Spatiotemporal Analysis of Glucagon Secretory Granule Dynamics.

The secretion of insulin and glucagon by pancreatic β and α cells, respectively, is critical for glucose homeostasis. While the insulin granule dynamics are well-characterized, the intracellular behavior of glucagon secretory granules (GSG) remains poorly understood. Here, we analyze the mobility of GSGs in αTC1-9 cells and insulin secretory granules (ISG) in INS-1E cells using spatiotemporal correlation spectroscopy and single-particle tracking (SPT), with a focus on the role of the cytoskeleton in regulating their transport. Under basal conditions, SPT classification reveals that GSGs predominantly exhibit diffusive motion (57.6% ± 10%), with smaller fractions categorized as almost immobile (35.8% ± 10.6%) or drifted (6.6% ± 3%), closely resembling ISG dynamics.
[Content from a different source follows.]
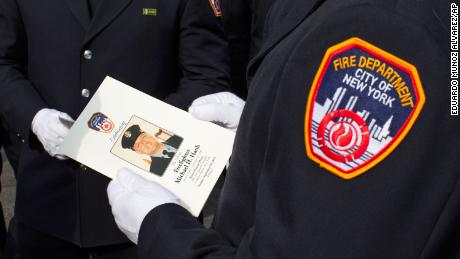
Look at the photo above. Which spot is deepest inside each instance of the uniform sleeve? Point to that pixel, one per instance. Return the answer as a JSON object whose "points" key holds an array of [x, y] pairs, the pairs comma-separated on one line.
{"points": [[19, 101], [203, 54], [170, 231]]}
By disrupting microtubules, we confirmed their role as active tracks for directed granule transport in both cell types. Upon exposure to their respective secretory stimuli-high glucose for β cells and low glucose for α cells-both granule populations underwent a comparable shift toward increased diffusive and drifted motions. Treatment with the actin depolymerizing agent Latrunculin-B reproduced this stimulatory effect in INS-1E cells but not in αTC1-9 cells, suggesting that despite their overall similarity in granule behavior under physiological conditions, α and β cells may rely on partially distinct mechanisms to engage the cytoskeletal network.